After the initialization is completed, if the synchronization pins are all 0. Then data transmission. At this time, the serializer strobes the input data with the TCLK terminal and stores it in the 10-bit input latch. Take out the data from it when sending, and add the start bit (1) and the stop bit (0) of the embedded clock to send a total of 12 bits to the serial differential port in sequence, and then the deserializer will receive The received serial data is converted into 10-bit parallel data and stored in the output latch. At the same time, the parallel clock is recovered and reconstructed from the embedded clock, and the clock is used to gate the output latch and output data.

(4) Power saving mode

Both serializer and deserializer can work in power saving mode. When there is no data transmission, the chip can be put into power saving mode by setting the pin pwden. At this time, the PLL stops working, the output is tri-stated, and the current is reduced to a few milliamps.

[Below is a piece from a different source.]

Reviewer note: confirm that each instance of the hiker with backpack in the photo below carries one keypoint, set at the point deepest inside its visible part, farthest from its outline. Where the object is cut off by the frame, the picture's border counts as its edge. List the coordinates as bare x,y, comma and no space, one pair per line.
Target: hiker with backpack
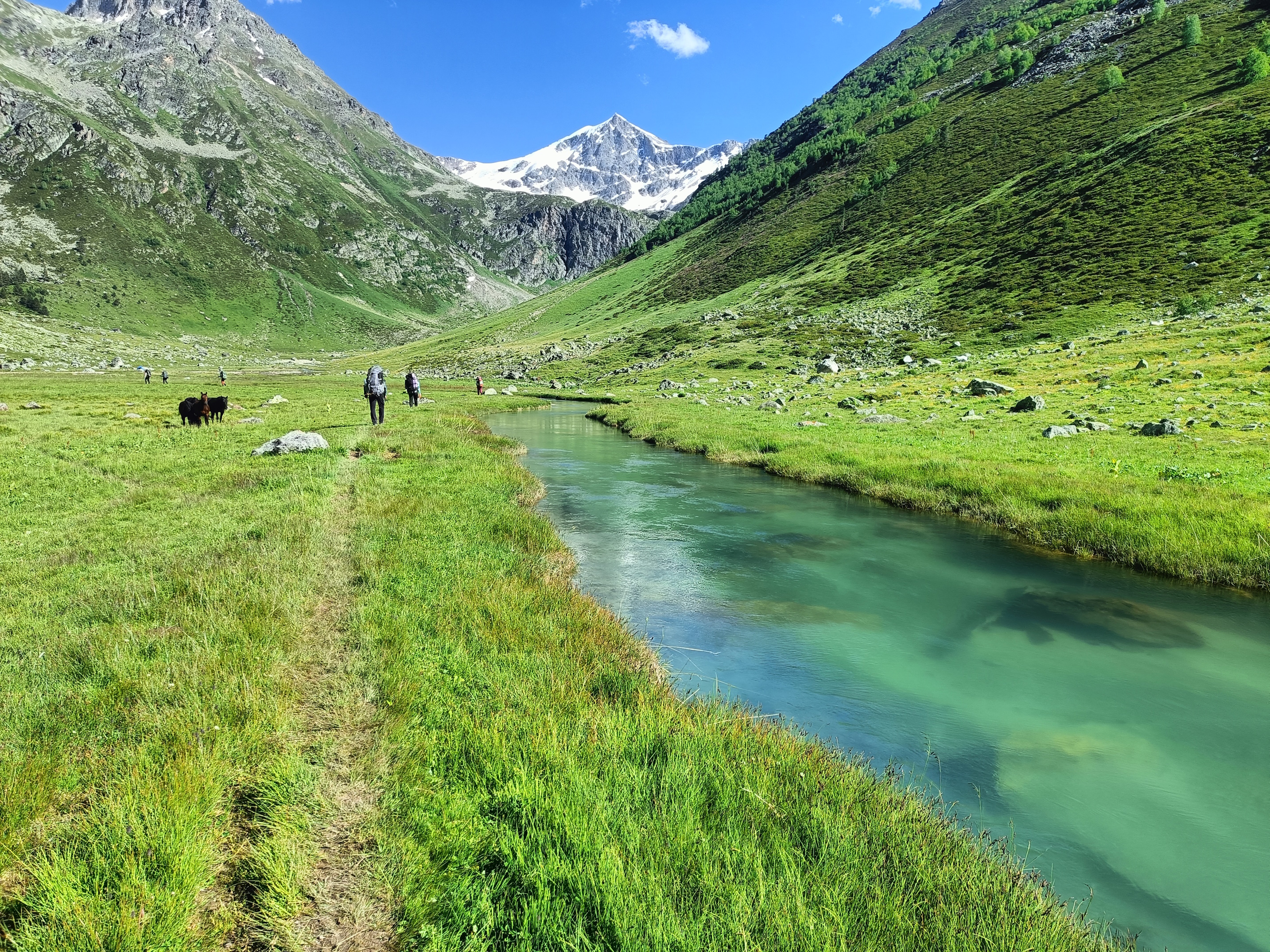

3. Realization of remote high-speed data transmission system

In high-speed remote data transmission, the transmission quality of the signal is a test standard for the effectiveness of the entire system. Due to the rapid conversion of high-frequency signals, coupled with external noise and attenuation of the transmission line and the limitations of the device itself, high-speed data systems Design has always been a difficult problem in engineering. Considering these factors comprehensively, this system adopts the method of serializer/deserializer to design the data transmission.